Looking for a proper Seat, truss rods, Dayton Huffman head badge, kickstand, and still looking for usable hubs front and rear. Any help on some of these pieces would be greatly appreciated!


----------



## DaGasMan (Jun 26, 2021)

I have a Bendix K , 36-10, hub and axel, if you're looking to go that route.
These are the correct size for the G519, but obviously don't have the
correct markings. Perfect for a tribute bike at a much lower price tag.
Let me know if you're interested, I can post photos.


----------



## BemFan176 (Jun 26, 2021)

DaGasMan said:


> I have a Bendix K , 36-10, hub and axel, if you're looking to go that route.
> These are the correct size for the G519, but obviously don't have the
> correct markings. Perfect for a tribute bike at a much lower price tag.
> Let me know if you're interested, I can post photos.

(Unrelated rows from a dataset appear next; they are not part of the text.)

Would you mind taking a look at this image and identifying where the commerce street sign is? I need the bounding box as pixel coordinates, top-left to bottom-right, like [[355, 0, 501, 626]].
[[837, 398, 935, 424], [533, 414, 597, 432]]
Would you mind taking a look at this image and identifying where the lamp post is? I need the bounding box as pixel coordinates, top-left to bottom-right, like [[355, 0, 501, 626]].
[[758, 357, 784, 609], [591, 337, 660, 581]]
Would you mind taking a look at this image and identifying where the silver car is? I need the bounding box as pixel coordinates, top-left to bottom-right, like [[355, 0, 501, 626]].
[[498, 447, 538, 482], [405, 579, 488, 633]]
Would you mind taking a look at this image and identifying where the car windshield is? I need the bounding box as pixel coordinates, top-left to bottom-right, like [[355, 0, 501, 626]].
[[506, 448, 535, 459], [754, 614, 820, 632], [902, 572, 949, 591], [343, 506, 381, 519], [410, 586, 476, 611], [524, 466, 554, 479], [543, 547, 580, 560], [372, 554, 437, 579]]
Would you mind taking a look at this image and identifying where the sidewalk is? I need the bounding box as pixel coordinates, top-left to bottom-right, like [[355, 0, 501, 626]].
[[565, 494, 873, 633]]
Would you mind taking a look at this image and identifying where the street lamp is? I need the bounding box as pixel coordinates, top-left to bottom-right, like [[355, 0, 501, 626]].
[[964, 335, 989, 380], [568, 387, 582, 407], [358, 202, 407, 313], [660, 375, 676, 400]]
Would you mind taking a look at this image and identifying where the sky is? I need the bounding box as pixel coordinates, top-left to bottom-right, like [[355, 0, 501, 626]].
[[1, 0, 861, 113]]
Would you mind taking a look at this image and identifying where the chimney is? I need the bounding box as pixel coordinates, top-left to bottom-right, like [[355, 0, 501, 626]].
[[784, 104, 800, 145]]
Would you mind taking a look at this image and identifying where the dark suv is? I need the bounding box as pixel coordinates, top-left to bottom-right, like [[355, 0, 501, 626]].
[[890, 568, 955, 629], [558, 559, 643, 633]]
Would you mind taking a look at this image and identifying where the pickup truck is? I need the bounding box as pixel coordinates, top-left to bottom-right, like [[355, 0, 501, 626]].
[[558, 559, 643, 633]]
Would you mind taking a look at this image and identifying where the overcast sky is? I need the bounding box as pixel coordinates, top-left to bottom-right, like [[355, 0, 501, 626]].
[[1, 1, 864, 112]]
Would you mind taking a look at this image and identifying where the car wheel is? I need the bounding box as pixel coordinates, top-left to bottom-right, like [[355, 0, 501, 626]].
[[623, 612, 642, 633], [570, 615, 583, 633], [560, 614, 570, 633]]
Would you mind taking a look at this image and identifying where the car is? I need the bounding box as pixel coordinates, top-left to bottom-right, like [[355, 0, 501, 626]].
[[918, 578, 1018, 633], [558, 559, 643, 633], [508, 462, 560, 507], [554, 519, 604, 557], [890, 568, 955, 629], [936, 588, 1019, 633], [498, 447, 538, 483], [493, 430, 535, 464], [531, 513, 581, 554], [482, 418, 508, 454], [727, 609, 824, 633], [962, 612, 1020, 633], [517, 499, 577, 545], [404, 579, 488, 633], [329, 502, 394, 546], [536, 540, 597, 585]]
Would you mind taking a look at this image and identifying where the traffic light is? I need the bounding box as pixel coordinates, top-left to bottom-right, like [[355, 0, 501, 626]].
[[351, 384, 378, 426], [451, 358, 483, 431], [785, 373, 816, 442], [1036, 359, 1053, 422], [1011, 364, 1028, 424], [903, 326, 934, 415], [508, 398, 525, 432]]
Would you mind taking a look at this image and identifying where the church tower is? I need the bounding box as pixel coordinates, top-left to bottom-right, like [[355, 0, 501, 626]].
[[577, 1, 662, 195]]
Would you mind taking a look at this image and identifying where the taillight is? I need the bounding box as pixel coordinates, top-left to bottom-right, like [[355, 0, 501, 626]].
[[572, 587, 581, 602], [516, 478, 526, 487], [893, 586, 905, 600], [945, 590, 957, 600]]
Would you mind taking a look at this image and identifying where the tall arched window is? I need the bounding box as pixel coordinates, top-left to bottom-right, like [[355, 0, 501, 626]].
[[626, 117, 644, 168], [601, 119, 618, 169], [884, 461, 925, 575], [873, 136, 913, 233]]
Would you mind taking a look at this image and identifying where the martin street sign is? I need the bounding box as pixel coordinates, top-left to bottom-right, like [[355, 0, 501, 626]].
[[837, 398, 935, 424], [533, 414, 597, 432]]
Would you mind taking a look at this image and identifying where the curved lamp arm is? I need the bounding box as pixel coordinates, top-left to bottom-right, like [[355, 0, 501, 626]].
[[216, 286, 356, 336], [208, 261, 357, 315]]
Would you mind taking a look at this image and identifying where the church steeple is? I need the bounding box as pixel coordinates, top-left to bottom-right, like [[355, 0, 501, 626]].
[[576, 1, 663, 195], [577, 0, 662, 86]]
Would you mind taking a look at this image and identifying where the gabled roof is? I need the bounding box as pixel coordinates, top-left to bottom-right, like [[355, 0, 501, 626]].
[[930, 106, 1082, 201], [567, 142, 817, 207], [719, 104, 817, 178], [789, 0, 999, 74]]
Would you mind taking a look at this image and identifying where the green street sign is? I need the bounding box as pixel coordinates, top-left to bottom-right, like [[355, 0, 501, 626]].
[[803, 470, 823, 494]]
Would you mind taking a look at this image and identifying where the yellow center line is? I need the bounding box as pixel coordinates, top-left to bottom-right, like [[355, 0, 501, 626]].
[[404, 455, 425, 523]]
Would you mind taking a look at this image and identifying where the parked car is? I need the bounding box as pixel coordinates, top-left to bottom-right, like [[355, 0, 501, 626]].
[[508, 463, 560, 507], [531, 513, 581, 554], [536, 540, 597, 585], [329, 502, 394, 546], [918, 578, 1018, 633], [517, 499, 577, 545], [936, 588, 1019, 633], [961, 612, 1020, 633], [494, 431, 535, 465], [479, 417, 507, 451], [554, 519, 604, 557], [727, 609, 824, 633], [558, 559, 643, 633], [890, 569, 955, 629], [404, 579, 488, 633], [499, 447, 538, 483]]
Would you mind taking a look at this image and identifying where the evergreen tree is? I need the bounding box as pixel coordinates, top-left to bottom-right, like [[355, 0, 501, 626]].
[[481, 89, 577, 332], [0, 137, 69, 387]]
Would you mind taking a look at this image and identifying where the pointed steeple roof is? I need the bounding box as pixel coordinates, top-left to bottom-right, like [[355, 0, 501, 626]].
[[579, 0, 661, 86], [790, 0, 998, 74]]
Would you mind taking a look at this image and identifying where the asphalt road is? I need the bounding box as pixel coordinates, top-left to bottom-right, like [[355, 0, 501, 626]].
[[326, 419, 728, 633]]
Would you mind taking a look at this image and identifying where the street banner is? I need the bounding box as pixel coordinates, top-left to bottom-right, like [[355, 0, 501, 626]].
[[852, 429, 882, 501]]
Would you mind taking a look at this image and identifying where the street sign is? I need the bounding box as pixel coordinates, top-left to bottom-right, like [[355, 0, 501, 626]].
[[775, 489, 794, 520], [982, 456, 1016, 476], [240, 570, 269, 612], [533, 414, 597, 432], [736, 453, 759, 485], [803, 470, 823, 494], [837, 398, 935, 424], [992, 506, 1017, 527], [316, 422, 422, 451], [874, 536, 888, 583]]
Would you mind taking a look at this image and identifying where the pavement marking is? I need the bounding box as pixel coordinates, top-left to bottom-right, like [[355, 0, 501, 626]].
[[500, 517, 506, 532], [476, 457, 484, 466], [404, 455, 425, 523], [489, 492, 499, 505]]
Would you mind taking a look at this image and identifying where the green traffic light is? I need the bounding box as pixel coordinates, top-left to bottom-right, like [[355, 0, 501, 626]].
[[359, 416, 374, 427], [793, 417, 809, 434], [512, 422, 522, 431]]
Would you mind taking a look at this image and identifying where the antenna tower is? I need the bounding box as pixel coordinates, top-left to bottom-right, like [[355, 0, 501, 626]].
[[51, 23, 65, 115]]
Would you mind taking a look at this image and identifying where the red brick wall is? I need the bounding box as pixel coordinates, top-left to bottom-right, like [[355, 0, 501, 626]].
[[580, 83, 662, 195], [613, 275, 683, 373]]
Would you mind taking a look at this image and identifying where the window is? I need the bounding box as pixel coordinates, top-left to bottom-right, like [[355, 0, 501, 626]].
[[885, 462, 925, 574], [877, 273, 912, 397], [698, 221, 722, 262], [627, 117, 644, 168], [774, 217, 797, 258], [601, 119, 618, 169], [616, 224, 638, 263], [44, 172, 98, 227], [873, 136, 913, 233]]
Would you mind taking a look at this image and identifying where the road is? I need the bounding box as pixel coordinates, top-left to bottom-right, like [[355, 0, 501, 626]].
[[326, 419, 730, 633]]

I may be interested in that! Could you send some pictures and what price you had in mind as well? Thanks!


----------



## DaGasMan (Jun 26, 2021)

There's two available. #1 is a 36-11 and #2 is a 36-10. Asking $100 each plus shipping.


----------



## BemFan176 (Jun 26, 2021)

Let me think on it for a little and let you know. I appreciate it!


----------



## DaGasMan (Jun 27, 2021)

Take your time and PM me if you want one. But don't take too long as the plan is to sell off
a bunch of things soon.


----------